According to Martek’s petition, the processing of their algal DHA additives includes hydrolysis with enzymes, extraction with petrochemical solvents, and other “non-organic processing aids” such as “food acids.” Petrochemical solvents, including the neurotoxic compound hexane, are also explicitly banned in organic production.
Documents obtained from the Food and Drug Administration lead some researchers and healthcare providers to believe that these synthetic ingredients, when added to infant formula, cause serious adverse reactions in some infants, including virulent diarrhea and vomiting, sometimes resulting in hospitalization.
“When they buy organic, consumers expect wholesome, real foods without synthetic ingredients or manufactured with questionable processing aids,” states Vallaeys. ”Real organic milk contains healthy fatty acids. It makes no sense to replace them with synthetic oil that was developed in a laboratory and produced in a factory.”
Dean Foods’ Horizon brand is already held in low esteem by many in the organic industry because of its dependence on industrial-scale “factory farms” that have historically confined their cattle rather than promoting fresh pasture intake. Research shows that pasturing cows leads to milk that is naturally higher in omega-3 fatty acids.
A study conducted by The Milkweed, a dairy industry newspaper, showed that Horizon brand milk tested lower in certain nutrients, including beneficial fatty acids, than almost all of its primary marketplace competitors.
In its previously published landmark report on infant formula, The Cornucopia Institute questioned claims, popular in advertising, that Martek’s additives benefit brain and eye health for infants and children. Two scientific review studies substantiated Cornucopia’s findings on the effects of DHA supplementation, revealing that only one of 18 included peer-reviewed scientific studies showed an advantage to development. Both meta-analysis studies concluded that DHA does not benefit cognitive and visual development in infants.
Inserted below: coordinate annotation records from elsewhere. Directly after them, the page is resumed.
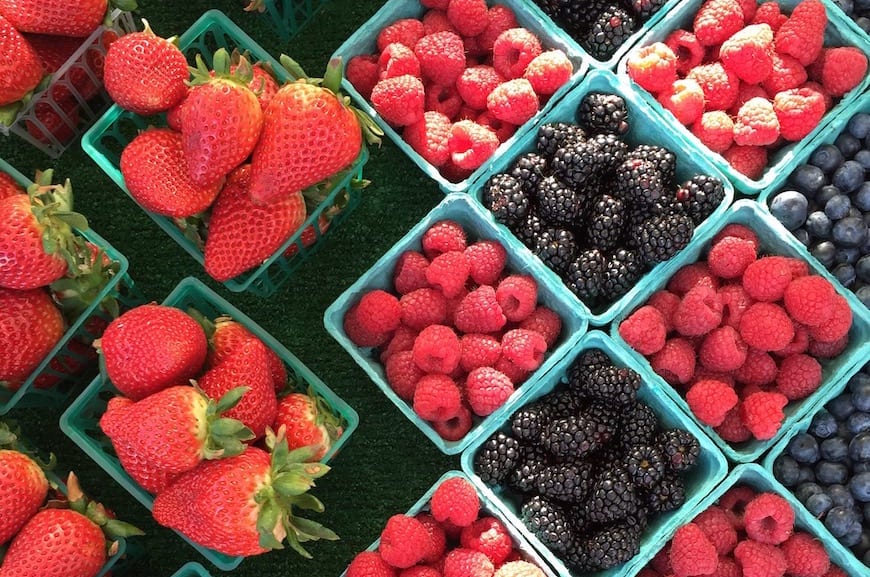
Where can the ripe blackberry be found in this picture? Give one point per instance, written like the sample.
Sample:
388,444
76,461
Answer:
497,458
504,196
603,113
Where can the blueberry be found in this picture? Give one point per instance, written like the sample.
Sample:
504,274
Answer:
789,208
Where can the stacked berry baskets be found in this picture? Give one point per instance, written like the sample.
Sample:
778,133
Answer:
784,70
601,196
595,467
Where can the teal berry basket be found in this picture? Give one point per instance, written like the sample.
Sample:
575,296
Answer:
841,31
773,239
644,130
708,473
111,133
487,507
65,369
478,226
80,422
363,41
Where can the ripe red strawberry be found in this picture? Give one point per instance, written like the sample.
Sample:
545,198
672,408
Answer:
310,132
241,233
242,505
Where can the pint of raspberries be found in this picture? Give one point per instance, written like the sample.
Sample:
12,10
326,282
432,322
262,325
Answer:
747,79
458,332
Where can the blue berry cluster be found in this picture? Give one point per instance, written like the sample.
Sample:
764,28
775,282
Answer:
828,466
827,206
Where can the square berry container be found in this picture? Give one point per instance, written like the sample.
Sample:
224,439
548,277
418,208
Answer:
486,506
644,130
70,117
108,137
709,471
841,31
363,41
773,239
478,225
80,422
65,355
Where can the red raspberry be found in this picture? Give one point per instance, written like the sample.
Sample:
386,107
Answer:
437,350
456,501
441,56
767,278
805,556
799,111
710,400
513,101
513,50
692,553
684,99
644,330
487,259
675,362
399,100
715,130
653,67
803,34
762,414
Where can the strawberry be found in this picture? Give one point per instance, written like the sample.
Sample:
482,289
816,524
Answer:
310,132
155,172
241,233
246,505
144,73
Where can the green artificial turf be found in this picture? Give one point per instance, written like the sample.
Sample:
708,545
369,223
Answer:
388,463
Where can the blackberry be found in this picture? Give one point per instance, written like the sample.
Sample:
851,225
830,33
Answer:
504,196
603,113
497,458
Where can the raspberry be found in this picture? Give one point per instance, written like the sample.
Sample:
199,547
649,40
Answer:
717,20
699,312
803,34
471,144
719,85
644,330
456,501
653,67
513,50
748,53
716,525
441,56
406,31
805,556
487,259
757,123
404,541
684,99
715,130
799,111
399,100
762,414
686,48
513,101
710,400
675,362
691,552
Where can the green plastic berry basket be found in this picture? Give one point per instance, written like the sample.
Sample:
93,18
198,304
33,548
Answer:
111,133
65,366
363,41
841,31
487,507
773,239
708,473
478,226
643,131
80,422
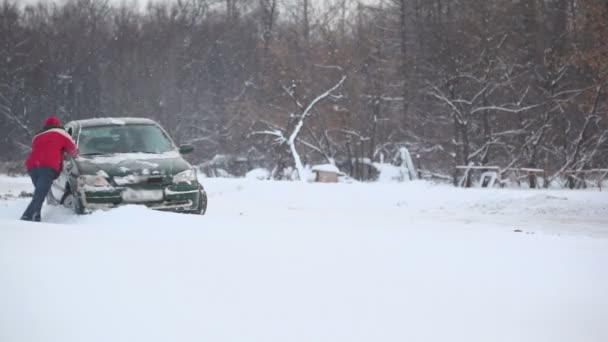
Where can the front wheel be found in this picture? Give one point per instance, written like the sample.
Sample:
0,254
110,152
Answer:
50,199
73,202
202,202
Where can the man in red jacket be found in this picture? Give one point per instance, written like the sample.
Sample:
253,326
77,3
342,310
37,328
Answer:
45,161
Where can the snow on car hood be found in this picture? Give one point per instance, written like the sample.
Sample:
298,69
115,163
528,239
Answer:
126,164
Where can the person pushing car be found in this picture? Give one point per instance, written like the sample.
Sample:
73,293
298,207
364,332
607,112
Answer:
45,162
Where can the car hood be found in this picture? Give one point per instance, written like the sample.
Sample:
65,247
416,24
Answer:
126,164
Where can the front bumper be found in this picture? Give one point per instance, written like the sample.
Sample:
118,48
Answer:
175,197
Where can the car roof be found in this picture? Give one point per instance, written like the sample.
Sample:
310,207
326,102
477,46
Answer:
113,121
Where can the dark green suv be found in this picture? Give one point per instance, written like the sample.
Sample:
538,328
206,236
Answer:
127,161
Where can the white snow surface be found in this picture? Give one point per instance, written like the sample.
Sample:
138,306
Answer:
292,261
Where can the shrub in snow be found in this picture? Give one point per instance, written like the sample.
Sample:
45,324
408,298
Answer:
259,173
391,173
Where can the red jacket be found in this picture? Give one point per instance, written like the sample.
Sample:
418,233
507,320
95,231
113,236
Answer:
48,148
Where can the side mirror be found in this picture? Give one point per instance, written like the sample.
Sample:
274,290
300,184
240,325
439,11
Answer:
185,149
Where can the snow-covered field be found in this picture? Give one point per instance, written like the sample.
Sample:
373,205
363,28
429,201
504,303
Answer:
279,261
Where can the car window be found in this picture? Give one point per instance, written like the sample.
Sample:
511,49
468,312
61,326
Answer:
123,139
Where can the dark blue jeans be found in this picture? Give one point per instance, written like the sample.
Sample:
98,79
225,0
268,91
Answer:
42,177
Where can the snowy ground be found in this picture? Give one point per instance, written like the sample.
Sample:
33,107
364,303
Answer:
278,261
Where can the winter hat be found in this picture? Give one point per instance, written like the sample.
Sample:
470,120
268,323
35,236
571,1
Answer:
52,121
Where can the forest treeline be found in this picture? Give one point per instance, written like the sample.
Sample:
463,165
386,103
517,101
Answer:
275,83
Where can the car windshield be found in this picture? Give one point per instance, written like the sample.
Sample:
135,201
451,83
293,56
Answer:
123,139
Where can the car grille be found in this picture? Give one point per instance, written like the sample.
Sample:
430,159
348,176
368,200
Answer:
155,180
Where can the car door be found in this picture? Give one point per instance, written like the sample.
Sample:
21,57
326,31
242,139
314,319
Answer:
59,185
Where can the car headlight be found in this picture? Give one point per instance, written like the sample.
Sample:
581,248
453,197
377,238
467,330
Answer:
187,176
96,181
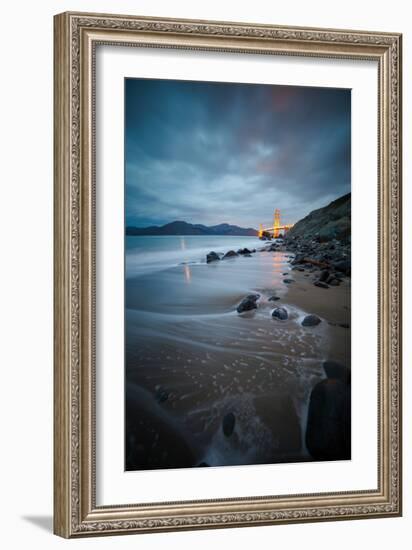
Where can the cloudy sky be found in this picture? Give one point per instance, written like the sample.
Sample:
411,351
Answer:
214,152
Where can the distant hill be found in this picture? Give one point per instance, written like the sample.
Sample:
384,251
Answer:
184,228
330,222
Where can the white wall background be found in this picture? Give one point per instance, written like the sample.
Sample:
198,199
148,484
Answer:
26,271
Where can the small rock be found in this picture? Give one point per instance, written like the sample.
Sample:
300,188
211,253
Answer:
311,321
280,313
320,284
228,424
324,275
212,257
248,303
343,266
230,254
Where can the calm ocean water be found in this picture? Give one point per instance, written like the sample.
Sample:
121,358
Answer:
149,253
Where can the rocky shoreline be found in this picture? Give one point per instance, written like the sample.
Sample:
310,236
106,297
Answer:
326,264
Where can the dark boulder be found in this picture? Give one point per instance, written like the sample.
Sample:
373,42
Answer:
321,284
280,313
324,275
228,424
161,395
311,321
337,371
212,257
248,303
230,254
343,266
328,431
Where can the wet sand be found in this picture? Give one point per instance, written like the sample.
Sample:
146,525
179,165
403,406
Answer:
196,369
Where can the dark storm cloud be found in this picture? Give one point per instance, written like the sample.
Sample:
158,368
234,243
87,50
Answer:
212,153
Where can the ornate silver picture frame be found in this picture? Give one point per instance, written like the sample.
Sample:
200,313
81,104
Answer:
77,511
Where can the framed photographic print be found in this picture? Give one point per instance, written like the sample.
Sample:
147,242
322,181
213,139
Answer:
227,274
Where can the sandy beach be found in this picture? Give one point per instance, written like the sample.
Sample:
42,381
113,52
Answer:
209,386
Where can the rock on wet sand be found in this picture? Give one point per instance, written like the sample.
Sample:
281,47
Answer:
280,313
248,303
311,321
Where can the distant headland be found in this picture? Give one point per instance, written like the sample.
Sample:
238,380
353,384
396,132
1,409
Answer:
184,228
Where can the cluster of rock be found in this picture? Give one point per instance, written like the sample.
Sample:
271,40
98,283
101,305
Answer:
330,261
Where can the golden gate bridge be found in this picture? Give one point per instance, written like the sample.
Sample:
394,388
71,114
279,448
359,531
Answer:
277,226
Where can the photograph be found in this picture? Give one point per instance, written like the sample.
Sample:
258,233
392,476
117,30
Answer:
237,259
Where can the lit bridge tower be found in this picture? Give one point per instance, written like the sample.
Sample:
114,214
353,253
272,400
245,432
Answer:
276,223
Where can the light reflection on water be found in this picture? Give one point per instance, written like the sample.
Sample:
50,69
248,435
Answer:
188,274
An additional study examining DHA effects on toddler development, applicable to Horizon’s new supplemented milk, found no statistically significant results on tests of mental prowess between a group of children given DHA supplements and a control group. The study was funded by Martek itself, and published in Clinical Pediatrics.
Yet Dean Foods suggests, in its marketing materials, that its DHA-supplemented milk benefits children’s brain health. “Even if this DHA oil were legal for inclusion in organic products, there is virtually no research, other than a small minority of industry-funded studies, to indicate that Martek’s oil benefits children’s development,” Kastel added. “This is a marketing gimmick, plain and simple.”
Cornucopia formally asked the USDA to take immediate action on this issue to protect the public and the integrity of the organic label.
“It appears that companies like Dean Foods and Martek think they are above the law,” states Kastel. “It’s time for the USDA to show that the organic regulations and standards are not a matter of interpretation by powerful corporations, but mean something and must be followed by everyone in the organic community.”